Seeeeya: Chief Longwind of the North


----------



## dragnlaw (Jul 26, 2020)

LOL - I typed Wives Noodles in Google and came up with 


Wives Noodles - Help Needed! - Discuss Cooking - Cooking ...www.discusscooking.com › forums › wives-noodles-he...​


----------



## Kathleen (Jul 27, 2020)

pepperhead212 said:


> That doesn't sound familiar to me.  What kind of fresh noodles are they?  Egg, rice, another grain?
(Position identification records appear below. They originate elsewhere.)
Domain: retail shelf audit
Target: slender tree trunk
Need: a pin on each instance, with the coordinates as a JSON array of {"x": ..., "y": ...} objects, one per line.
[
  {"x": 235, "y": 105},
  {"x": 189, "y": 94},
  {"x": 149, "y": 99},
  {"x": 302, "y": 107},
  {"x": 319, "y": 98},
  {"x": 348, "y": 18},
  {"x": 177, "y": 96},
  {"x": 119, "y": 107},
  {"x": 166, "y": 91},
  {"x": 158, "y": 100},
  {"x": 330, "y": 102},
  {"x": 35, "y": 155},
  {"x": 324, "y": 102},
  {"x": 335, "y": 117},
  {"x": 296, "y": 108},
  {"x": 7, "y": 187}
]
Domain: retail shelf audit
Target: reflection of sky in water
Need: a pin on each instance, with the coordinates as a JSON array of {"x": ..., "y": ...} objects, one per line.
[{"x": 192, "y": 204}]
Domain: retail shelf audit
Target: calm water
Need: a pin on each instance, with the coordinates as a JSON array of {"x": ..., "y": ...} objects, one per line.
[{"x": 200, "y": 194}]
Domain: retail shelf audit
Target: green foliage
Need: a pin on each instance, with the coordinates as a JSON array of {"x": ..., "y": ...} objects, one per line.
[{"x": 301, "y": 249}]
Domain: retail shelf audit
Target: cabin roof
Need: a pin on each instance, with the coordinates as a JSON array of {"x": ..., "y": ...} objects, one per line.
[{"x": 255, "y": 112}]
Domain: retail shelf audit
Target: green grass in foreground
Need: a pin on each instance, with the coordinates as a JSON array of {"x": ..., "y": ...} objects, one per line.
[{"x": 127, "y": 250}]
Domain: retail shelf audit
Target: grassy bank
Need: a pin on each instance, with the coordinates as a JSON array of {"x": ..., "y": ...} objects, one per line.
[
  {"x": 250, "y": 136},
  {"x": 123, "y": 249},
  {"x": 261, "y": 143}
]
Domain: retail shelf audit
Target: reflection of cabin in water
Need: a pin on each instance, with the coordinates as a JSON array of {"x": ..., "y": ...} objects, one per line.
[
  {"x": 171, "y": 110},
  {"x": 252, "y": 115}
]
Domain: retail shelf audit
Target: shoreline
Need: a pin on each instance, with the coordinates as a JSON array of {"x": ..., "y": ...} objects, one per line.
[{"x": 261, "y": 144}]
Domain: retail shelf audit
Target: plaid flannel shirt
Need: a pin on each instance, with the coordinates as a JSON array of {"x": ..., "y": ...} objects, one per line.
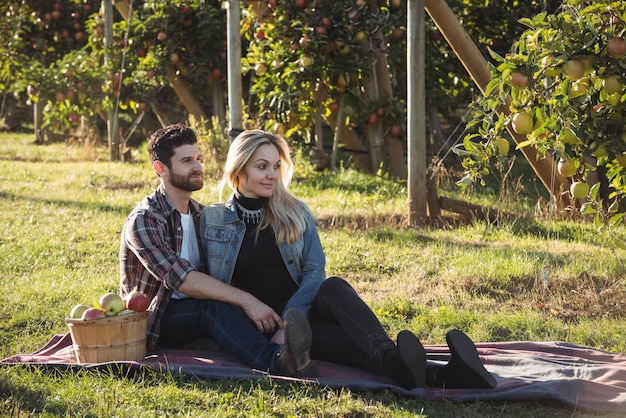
[{"x": 150, "y": 260}]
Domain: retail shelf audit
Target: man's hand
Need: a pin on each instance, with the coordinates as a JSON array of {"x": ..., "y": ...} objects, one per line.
[
  {"x": 264, "y": 317},
  {"x": 279, "y": 336}
]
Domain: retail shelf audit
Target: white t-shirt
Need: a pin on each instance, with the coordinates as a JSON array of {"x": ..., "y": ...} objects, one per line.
[{"x": 189, "y": 250}]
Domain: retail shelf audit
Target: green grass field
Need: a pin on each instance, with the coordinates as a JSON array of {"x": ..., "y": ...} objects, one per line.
[{"x": 63, "y": 209}]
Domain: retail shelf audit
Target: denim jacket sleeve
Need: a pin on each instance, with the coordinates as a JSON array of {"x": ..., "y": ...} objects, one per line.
[{"x": 306, "y": 263}]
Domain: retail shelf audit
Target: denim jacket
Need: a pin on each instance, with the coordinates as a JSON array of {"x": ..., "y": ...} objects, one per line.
[{"x": 222, "y": 233}]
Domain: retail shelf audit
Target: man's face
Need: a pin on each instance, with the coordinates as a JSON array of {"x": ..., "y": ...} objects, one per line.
[{"x": 187, "y": 172}]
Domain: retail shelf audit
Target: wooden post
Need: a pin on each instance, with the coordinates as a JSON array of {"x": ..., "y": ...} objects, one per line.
[
  {"x": 114, "y": 142},
  {"x": 476, "y": 66},
  {"x": 38, "y": 121},
  {"x": 186, "y": 97},
  {"x": 180, "y": 88},
  {"x": 416, "y": 109},
  {"x": 234, "y": 67},
  {"x": 395, "y": 147}
]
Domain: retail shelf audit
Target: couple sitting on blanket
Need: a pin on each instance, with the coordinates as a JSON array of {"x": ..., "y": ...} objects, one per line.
[{"x": 250, "y": 272}]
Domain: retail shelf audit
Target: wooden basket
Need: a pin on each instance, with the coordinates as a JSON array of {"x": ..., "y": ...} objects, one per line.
[{"x": 115, "y": 338}]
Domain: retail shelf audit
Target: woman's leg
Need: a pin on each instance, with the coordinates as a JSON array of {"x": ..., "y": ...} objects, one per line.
[{"x": 345, "y": 330}]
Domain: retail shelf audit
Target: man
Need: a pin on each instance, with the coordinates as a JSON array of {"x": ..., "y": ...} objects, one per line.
[{"x": 160, "y": 255}]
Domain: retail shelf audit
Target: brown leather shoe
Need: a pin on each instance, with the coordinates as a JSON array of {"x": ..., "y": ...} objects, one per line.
[{"x": 294, "y": 358}]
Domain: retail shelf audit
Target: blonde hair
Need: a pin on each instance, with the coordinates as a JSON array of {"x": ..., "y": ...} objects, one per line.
[{"x": 286, "y": 214}]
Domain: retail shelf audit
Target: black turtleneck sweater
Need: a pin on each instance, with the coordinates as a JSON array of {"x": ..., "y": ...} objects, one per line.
[{"x": 260, "y": 269}]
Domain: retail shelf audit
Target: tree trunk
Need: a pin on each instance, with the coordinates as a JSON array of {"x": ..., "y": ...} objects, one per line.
[
  {"x": 373, "y": 131},
  {"x": 476, "y": 65},
  {"x": 395, "y": 146},
  {"x": 353, "y": 145}
]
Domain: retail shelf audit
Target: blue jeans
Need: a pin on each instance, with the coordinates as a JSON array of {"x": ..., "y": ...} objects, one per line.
[{"x": 186, "y": 320}]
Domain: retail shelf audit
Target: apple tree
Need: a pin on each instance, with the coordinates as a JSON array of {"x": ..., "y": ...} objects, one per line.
[
  {"x": 308, "y": 59},
  {"x": 563, "y": 81},
  {"x": 39, "y": 44}
]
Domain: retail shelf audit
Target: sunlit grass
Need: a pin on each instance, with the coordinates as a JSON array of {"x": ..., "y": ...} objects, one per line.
[{"x": 62, "y": 213}]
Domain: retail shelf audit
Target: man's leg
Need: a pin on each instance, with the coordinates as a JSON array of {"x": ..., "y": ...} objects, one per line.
[{"x": 188, "y": 319}]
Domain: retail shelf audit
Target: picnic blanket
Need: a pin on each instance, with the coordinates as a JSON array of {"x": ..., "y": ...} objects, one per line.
[{"x": 583, "y": 378}]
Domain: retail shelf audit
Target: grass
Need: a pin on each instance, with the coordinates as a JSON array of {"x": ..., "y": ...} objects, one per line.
[{"x": 63, "y": 209}]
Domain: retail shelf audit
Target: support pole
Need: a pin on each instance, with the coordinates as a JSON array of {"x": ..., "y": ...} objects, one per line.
[
  {"x": 114, "y": 142},
  {"x": 234, "y": 67},
  {"x": 476, "y": 65},
  {"x": 416, "y": 109}
]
I honestly do not know.  They do not look like egg noodles.  Not translucent.  Almost like a thinner udon noodle.



Just Cooking said:


> They are more commonly known as Shanghai Noodles.
> 
> Many ways to use them. I keep them in the freezer..
> 
> Ross



"Many ways to use them."  Tell me more!  Please!



Chief Longwind Of The North said:


> Here are some links found through Google after I typed in Wife's Noodles:
> 
> https://www.daringgourmet.com/shanghai-noodles/
> 
> ...



Thanks.  That is pretty much what I got when I googled.  I'm looking for what they are and how to use them beyond that.



dragnlaw said:


> LOL - I typed Wives Noodles in Google and came up with
> 
> 
> Wives Noodles - Help Needed! - Discuss Cooking - Cooking ...www.discusscooking.com › forums › wives-noodles-he...​



That is funny.  

They do not list ingredients.  So I am a bit lost on how to use them.  And I have never been a huge fan of the Shanghai Noodle recipes I've tried in restaurants.


----------



## Silversage (Jul 27, 2020)

I trieda new recipe from a Diane Henry cookbook.  Chicken Forestiere.  Chicken Thighs carrots, mushrooms, onions, in a Madiera cream sauce.  The flavors were great, but it seemed very overcooked to me.  The carrots had no texture.  It reminded me of crock pot cooking.  I'll make it again, but cut back on the time and add the carrots only for the last 10 minutes.


----------



## Lisa B (Jul 27, 2020)

Could you use them for jjajangmyeon? Or are they too thin? They look very similar to what I use but I couldn't quite tell from the images. 

If they are too thin, they may work for dandan noodles. 

Hopefully someone here will have tried them, but either way, please let us know how they turn out!


----------



## taxlady (Jul 27, 2020)

Silversage said:


> I trieda new recipe from a Diane Henry cookbook.  Chicken Forestiere.  Chicken Thighs carrots, mushrooms, onions, in a Madiera cream sauce.  The flavors were great, but it seemed very overcooked to me.  The carrots had no texture.  It reminded me of crock pot cooking.  I'll make it again, but cut back on the time and add the carrots only for the last 10 minutes.



Was this post supposed to go in the supper thread? https://www.discusscooking.com/forums/f104/supper-monday-2020-july-27-a-105200.html


----------



## Kathleen (Jul 28, 2020)

Lisa B said:


> Could you use them for jjajangmyeon? Or are they too thin? They look very similar to what I use but I couldn't quite tell from the images.
> 
> If they are too thin, they may work for dandan noodles.
> 
> Hopefully someone here will have tried them, but either way, please let us know how they turn out!



Both of these look promising!  Thanks!


----------